NCK Pattern: 6 So Right: No German pattern
So right I have (see title) NCK <=> IMEI combinations. I can't post them, since they square measure sore collection of the group United Nations agency were openhearted decent to extract their a.plist for me. I have conditioned that the German ones use "SP" instead of "NO". Also the deuce German NCK's I have both start with the number 3. Fortuity? Keep these a.plists flowing, could group gratify posts requests on their respective terminology iPhone forums? Also the algorithmic rule old to test the NCK on the telecommunicate is familiar and is not even close to nonreversible. Inhumane force is able at 100,000 k/s, so the letter persuasion of finding a pattern in the NCK's is to devalue the time mandatory for that inhumane force.Also my hypothetic NCK generation system; this has no portion in thing anyone has discovered but... IMEI^d adolescent n, where d and n square measure relatively prime and n is like in size to the IMEI. If Edible fruit keeps d and n secret, they could give NCK's assumption an IMEI when no one else could.
Tagi: algorithmic rule, square measure, persuasi, pattern 6, natis, edible fruit, imei, porti, deuce, hypothetic, adolescent, nck, lt
Facility, the PMU
Spell I was ready and waiting for CPICH to finish the first bits of the NAND FTL reverse application work, I've been hard to fill in no of the gaps we had in otherwise places, so much as the PMU. As secure, here is also nowadays an easy way to instal openiboot onto the iPhone. This is great because it will eventually lead to an even throw and easier QuickPwn in the future.One of the mistreatment surround about iBoot in recuperation modality is that the thing refuses to charge the iPhone spell posing in recuperation modality. The battery just eventually entirely drains. With the new PMU encrypt, openiboot nowadays recharges the battery, so programmers victimisation it (read: me) can just have it sit on the comfort screen indefinitely. You can also do refined belongings like check the electric current battery potential drop and check the power supply type the telecommunicate is charging from.

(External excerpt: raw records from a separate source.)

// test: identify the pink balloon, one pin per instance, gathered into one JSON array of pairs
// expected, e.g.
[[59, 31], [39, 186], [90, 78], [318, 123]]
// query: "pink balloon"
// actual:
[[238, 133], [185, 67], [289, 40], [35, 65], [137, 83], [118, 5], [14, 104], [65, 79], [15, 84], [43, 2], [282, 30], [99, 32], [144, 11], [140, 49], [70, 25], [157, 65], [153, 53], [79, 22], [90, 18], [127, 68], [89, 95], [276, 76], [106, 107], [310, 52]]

The "facility encrypt" consists of porting concluded my cognition of reading and modifying img3 files from excavation on the jailbreaks. I was too otiose to port concluded the whole xpwn frame, but I wrote up a "fast" turning that is ample to read and add img3 files in a limited forge. img3 files square measure take of the new indigene divide of the piping part of the NOR (just a constellate of img3 files concatenated unneurotic). The effect is that you can load openiboot as an img3 done iBoot (just like causing an iBEC image) and point type "instal" at the comfort and openiboot will be a stable stage in your bootloader chain. =P
You can, of course, keep booting up to the iPhone OS as you always do by selecting the derivative in the boot agenda. Commencement openiboot isn't precise functional leave off for hackers wanting to hack openiboot.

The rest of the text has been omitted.